Tilt's main use so far has been on campus, as an app for groups to raise money for things like fraternity parties or spring break trips. James Beshara, the company's 30-year-old founder, said the move into Venmo-style payments was inspired by requests from users. Trials of the service earlier this year showed that people who used the money-transfer functionality were also creating more crowdfunding campaigns, or "tilts" in company parlance.

"We saw it was pretty black-and-white," Beshara said. "The thing we care about is the future-oriented group collective aspect."

But it's tough to differentiate payment apps, and Venmo has become the Kleenex or Xerox of mobile money transfers, a brand name synonymous with the product. Beshara says his company's service will offer faster transfers to users' bank accounts (Venmo says transfers "typically" take one day, but can be delayed for longer) and be available in multiple countries when it launches, including Canada, the UK, and Ireland.

And in keeping with its roots as an app that helps a group of people raise money to pay for something, Tilt's payment service makes it easy to request money from a group of people. The fee structure is similar to Venmo: free for Visa and MasterCard debit cards, with a 3% fee for credit cards.

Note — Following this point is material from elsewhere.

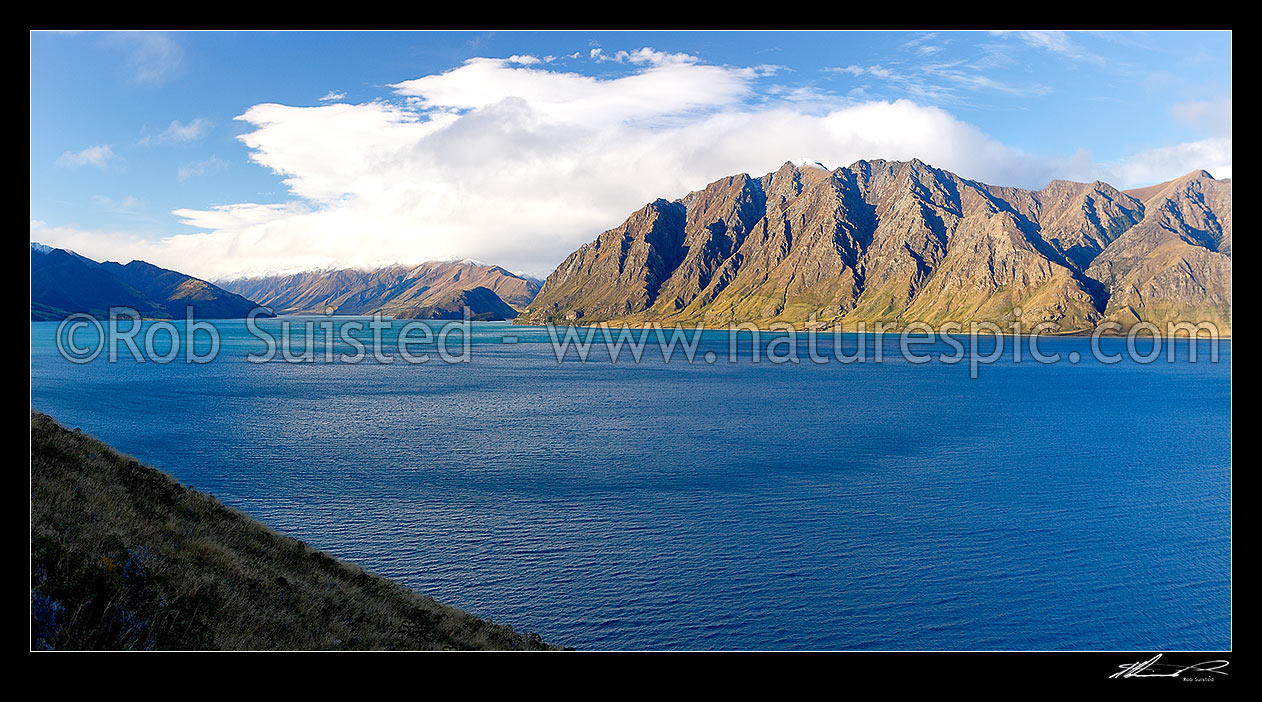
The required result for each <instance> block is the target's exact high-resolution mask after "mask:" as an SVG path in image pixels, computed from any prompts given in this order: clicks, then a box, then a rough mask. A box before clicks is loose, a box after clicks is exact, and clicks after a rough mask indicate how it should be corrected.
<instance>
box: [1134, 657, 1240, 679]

Tilt isn't adding the feature to raise revenue, Beshara said, but as part of an effort to "build the social network around money" and have a single app where people go to raise money for an event with others, or transfer money one-to-one.

"Five to ten years from now we shouldn’t have to use one platform for a fundraiser and one for payments and one for a 5K race and training and one for a movie and one platform for trip to Hamptons," Beshara said.

While Tilt hasn't disclosed a valuation, it has raised over $60 million from Silicon Valley investors including Andreessen Horowitz, and is a graduate of the startup incubator Y Combinator. Beshara declined to share figures on its revenue or usage, saying only that usage more than quadrupled in the last year and about three-quarters of its users are either in college or graduated in the past two years.

The company makes money from partnerships with companies that use Tilt to process payments, like ESPN with fantasy sports, or special offers and sales. JetBlue has sold vacation packages through the Tilt app.

Beshara told BuzzFeed News that in the first few years of the company's existence – it was founded in 2012 — there was not much interest in "one-to-one" payments. The distinction was partly philosophical: Tilt was launched, he said, "to pull resources for group objectives in the future and unlocking cool ideas, from 15 people for a backyard barbecue or 1,400 people bringing the Foo Fighters to Richmond."